Culture Shock: Bugs

Culture Shock: Bugs

culture shock bugs

Living in India has been a challenge; a bigger challenge than we thought.

I began the “culture shock” series two days ago, writing about the lack of privacy. Today’s subject (as you may have assumed by the title and image of this post) is:


Major pain in the ass. Back in the U.S. if I saw one spider in our house, I would cringe and ask Josh to take it out. I took some out myself but did not like it at all. I am not afraid of bugs, I just don’t like them one tiny bit. When we moved to this house in India, bugs were quickly a problem. Ants were everywhere; mosquitos and gnats and all kinds of moths came uninvited into our home after 7pm, very rude bugs. The ants would especially hold parties in the eastern toilet, which made me hate it even more. A couple would crawl on us when we went to bed. A few would dive into our drinks and decide to die there. I wear shoes in the house at all times, something I’ve never had to do before, I actually love being shoeless in my home. The first thing I used to do when I arrived to any of my previous homes, was remove my shoes.


Dead bug in Josh’s coffee.

Now, two months later, I am used to seeing bugs in our house. “Oh look another spider”, “oh look I’m showering with a spider”, “oh look a cricket.” We get reptiles too, I have seen many lizards in our walls, adults and babies. I don’t care about the lizards, they don’t bug me. I guess that is why they are reptiles and not bugs; because they don’t bug people, get it? Anyway, even though I am used to the bugs now, it doesn’t mean they don’t bother me anymore. Does that count then? Can you be used to something even if you don’t like it? Or do you have to be unaffected by it to be used to it?

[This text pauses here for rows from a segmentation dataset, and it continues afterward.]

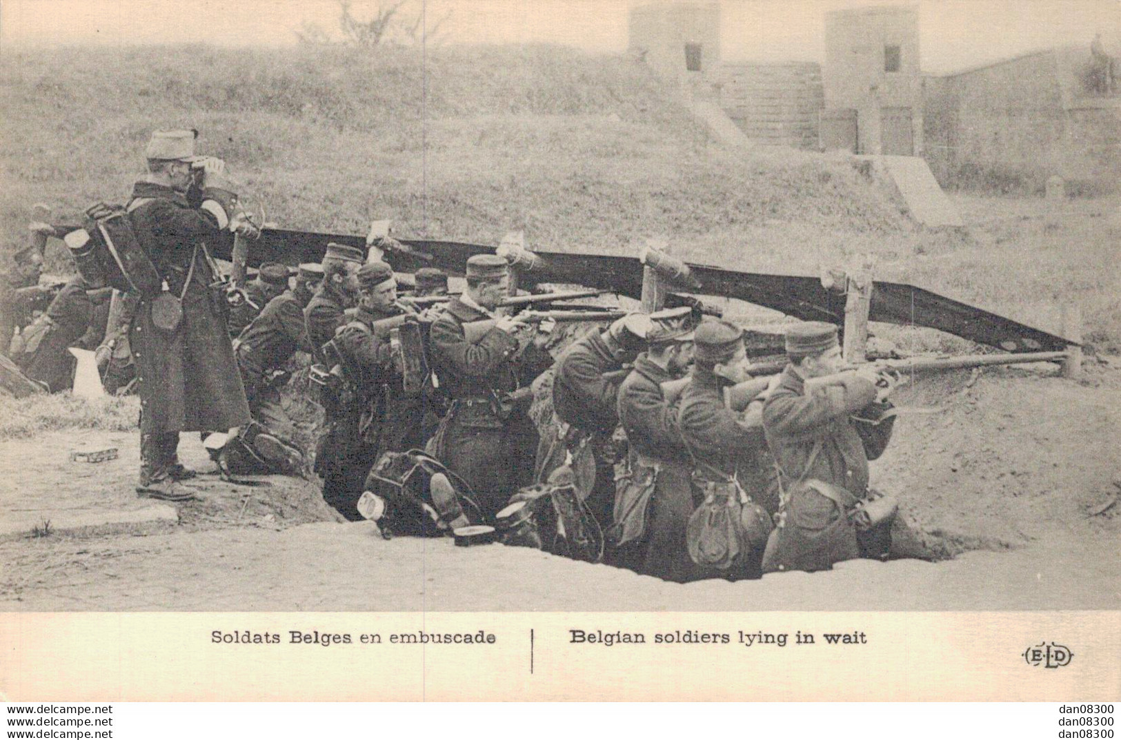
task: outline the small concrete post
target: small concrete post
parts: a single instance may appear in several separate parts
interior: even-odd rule
[[[868,360],[868,311],[872,306],[872,257],[863,255],[847,273],[844,303],[844,346],[841,355],[850,365]]]
[[[1082,308],[1076,303],[1064,303],[1062,310],[1063,338],[1082,344]],[[1067,345],[1063,360],[1063,377],[1082,376],[1082,347]]]
[[[1051,175],[1044,182],[1044,193],[1048,200],[1062,200],[1066,197],[1066,180],[1058,175]]]
[[[648,240],[647,250],[669,253],[668,240]],[[666,281],[661,279],[657,270],[650,265],[642,268],[642,310],[647,313],[660,311],[666,306]]]

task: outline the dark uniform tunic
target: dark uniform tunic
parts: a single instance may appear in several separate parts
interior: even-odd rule
[[[689,558],[685,530],[695,502],[689,452],[677,427],[677,408],[666,402],[661,384],[669,373],[646,355],[619,386],[619,421],[630,442],[630,476],[654,469],[654,494],[646,516],[646,536],[627,562],[634,570],[684,583],[707,573]]]
[[[763,429],[787,485],[805,476],[831,483],[862,498],[868,490],[868,456],[849,416],[876,400],[876,386],[859,382],[855,392],[840,387],[806,395],[802,377],[789,366],[763,404]],[[806,461],[822,449],[807,471]]]
[[[555,367],[553,410],[558,420],[572,427],[563,441],[573,455],[576,485],[600,525],[606,528],[615,494],[612,435],[619,425],[617,401],[622,380],[612,381],[606,374],[619,371],[622,364],[596,330],[569,345]],[[547,477],[548,472],[543,469],[538,475]]]
[[[434,371],[452,403],[430,444],[493,516],[531,479],[537,433],[526,410],[509,403],[508,394],[532,380],[520,377],[518,340],[498,328],[476,343],[464,338],[464,324],[488,318],[454,298],[432,325]]]
[[[140,198],[145,202],[133,203]],[[183,194],[152,182],[136,184],[130,214],[140,245],[175,296],[183,292],[194,260],[175,331],[155,327],[150,296],[140,297],[129,329],[140,395],[141,480],[147,483],[175,463],[178,432],[241,427],[250,414],[226,331],[224,296],[209,290],[215,275],[198,246],[205,242],[212,255],[230,259],[230,234]]]
[[[230,309],[230,336],[237,337],[241,334],[253,319],[261,315],[269,301],[282,292],[284,288],[267,283],[259,278],[245,283],[245,294],[249,300]]]
[[[0,275],[0,353],[8,355],[12,335],[31,322],[35,311],[43,311],[55,291],[38,284],[38,275],[21,275],[17,270]]]
[[[773,515],[779,504],[778,477],[762,427],[740,423],[724,405],[724,385],[726,382],[713,373],[694,367],[693,380],[682,393],[678,420],[693,455],[694,479],[701,486],[734,479],[744,494]],[[759,563],[743,562],[721,575],[758,578]]]
[[[93,315],[93,302],[85,289],[84,280],[72,279],[50,301],[46,313],[36,319],[45,326],[28,330],[41,330],[43,335],[19,364],[29,378],[46,383],[52,393],[68,388],[74,376],[74,356],[67,348],[85,335]]]
[[[323,362],[323,345],[333,339],[339,327],[346,322],[344,311],[348,302],[330,280],[324,280],[304,309],[307,340],[315,362]]]
[[[250,413],[271,432],[291,441],[295,428],[280,405],[280,388],[272,384],[271,375],[285,369],[297,349],[311,352],[299,299],[286,290],[270,300],[234,345]]]
[[[359,397],[353,408],[331,420],[330,439],[321,446],[323,496],[349,518],[361,518],[355,504],[381,453],[424,443],[424,396],[406,395],[390,350],[389,329],[377,326],[401,313],[416,311],[401,303],[386,309],[360,307],[335,336],[344,373]]]
[[[789,365],[779,385],[763,404],[767,443],[782,471],[785,486],[816,478],[845,488],[854,498],[868,495],[868,453],[850,418],[876,401],[876,385],[858,380],[846,388],[837,386],[806,394],[805,383]],[[821,444],[813,465],[806,463]],[[865,558],[887,556],[891,547],[891,521],[856,532],[856,543]]]

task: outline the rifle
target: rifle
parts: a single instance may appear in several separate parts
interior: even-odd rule
[[[622,310],[604,311],[521,311],[512,318],[524,324],[540,324],[541,321],[613,321],[627,316]],[[482,319],[481,321],[469,321],[463,325],[463,338],[471,344],[476,344],[483,336],[494,327],[497,319]]]
[[[606,293],[606,290],[567,290],[567,291],[556,291],[552,293],[532,293],[530,296],[511,296],[499,302],[499,306],[532,306],[534,303],[552,303],[553,301],[566,301],[575,298],[591,298],[593,296],[602,296]],[[409,297],[409,300],[417,306],[432,306],[434,303],[446,303],[456,296],[461,293],[448,293],[446,296],[421,296],[418,298]],[[576,307],[573,307],[576,308]],[[581,307],[585,308],[585,307]],[[602,306],[589,306],[589,309],[600,309]]]

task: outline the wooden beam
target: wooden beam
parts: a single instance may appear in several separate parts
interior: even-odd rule
[[[1066,359],[1063,360],[1063,377],[1082,376],[1082,308],[1075,303],[1065,303],[1062,312],[1063,337],[1078,345],[1068,345]]]
[[[642,263],[642,310],[647,313],[654,313],[655,311],[660,311],[666,305],[666,293],[668,289],[666,288],[666,282],[663,280],[661,275],[658,274],[658,260],[657,257],[651,259],[651,254],[655,255],[666,255],[669,252],[669,242],[667,240],[650,240],[647,242],[646,249],[642,250],[639,255],[639,261]]]
[[[868,310],[872,306],[872,259],[864,255],[847,274],[844,305],[844,346],[841,355],[850,365],[867,360]]]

Well, I feel like I’m used to it because it doesn’t surprise me anymore, and I don’t react to it anymore, but it still kinda bothers me. I don’t know if there is a word for that.

india bug

I decided I needed proof, so I went around the house to find bugs to photograph, after seeing just a couple ants, I said out loud: “where are the crazy bugs when I need them?”, and totally unexpected, Josh said:  “I have one trapped right here.” He pointed to an area in his desk where there was a bug trapped indeed. I started laughing and said: “what is this?” I wondered because Josh has openly declared a war on ants after their invasion to our house. His declaration went something like this. “I don’t go to their house, so why do they come to mine? [talking to the bugs] If you crawl on me you die. I told God to not bring the bugs to me because I’ll kill them. I warned Him.” This is an example of what India is doing to us, back in the U.S. we would never just purposely step on an ant. So when I saw this bug trapped, instead of being killed or flickered to the floor, it made me laugh. “I didn’t want to bug him, he was sleeping” Josh said. The bug had landed on his keyboard and apparently fallen asleep on his back. He wasn’t dead because after about 10min he started moving again.

trapped bug india

This is the guy who landed on Josh’s keyboard, fell asleep, and got trapped.

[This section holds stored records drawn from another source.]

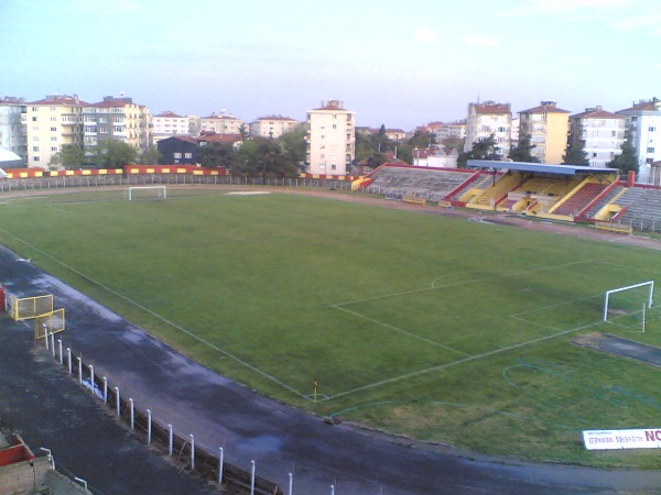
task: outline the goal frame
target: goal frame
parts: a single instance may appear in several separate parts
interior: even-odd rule
[[[127,189],[127,199],[129,201],[133,200],[133,191],[139,189],[161,189],[163,195],[159,197],[159,199],[167,198],[167,187],[166,186],[129,186]]]
[[[624,290],[635,289],[635,288],[638,288],[638,287],[644,287],[646,285],[650,286],[650,290],[649,290],[649,295],[648,295],[648,300],[647,300],[647,307],[651,308],[652,307],[652,300],[653,300],[653,297],[654,297],[654,280],[641,282],[640,284],[633,284],[633,285],[628,285],[626,287],[620,287],[620,288],[616,288],[616,289],[611,289],[611,290],[606,290],[606,294],[604,295],[604,321],[608,321],[608,301],[610,300],[610,295],[611,294],[621,293]]]

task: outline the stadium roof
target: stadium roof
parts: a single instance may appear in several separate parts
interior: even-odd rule
[[[507,168],[510,170],[532,172],[533,174],[578,175],[614,174],[617,168],[586,167],[581,165],[549,165],[527,162],[496,162],[490,160],[469,160],[467,165],[475,168]]]

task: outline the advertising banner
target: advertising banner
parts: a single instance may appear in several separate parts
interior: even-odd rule
[[[659,449],[661,448],[661,428],[584,430],[583,442],[587,450]]]

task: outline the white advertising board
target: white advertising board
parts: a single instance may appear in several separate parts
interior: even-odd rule
[[[661,449],[661,428],[641,430],[584,430],[587,450]]]

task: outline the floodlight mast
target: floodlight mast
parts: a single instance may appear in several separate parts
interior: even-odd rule
[[[605,296],[605,299],[604,299],[604,321],[608,321],[608,301],[609,301],[609,298],[610,298],[611,294],[621,293],[622,290],[635,289],[635,288],[638,288],[638,287],[643,287],[646,285],[649,285],[649,287],[650,287],[650,292],[649,292],[649,295],[648,295],[647,305],[648,305],[648,308],[651,308],[652,307],[652,299],[653,299],[653,296],[654,296],[654,280],[642,282],[640,284],[629,285],[627,287],[620,287],[620,288],[613,289],[613,290],[606,290],[606,296]]]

Before publishing this post, I opened the front door to check if our cat was here, but instead I found an amazing leaf bug. I wish I had been able to take a better picture but it is night time and I refuse to use built-in flash, it makes every photo worse.

leaf bug katydid


These bugs that resemble green leafs are commonly called katydids. What a funny name. (Wikipedia told me.)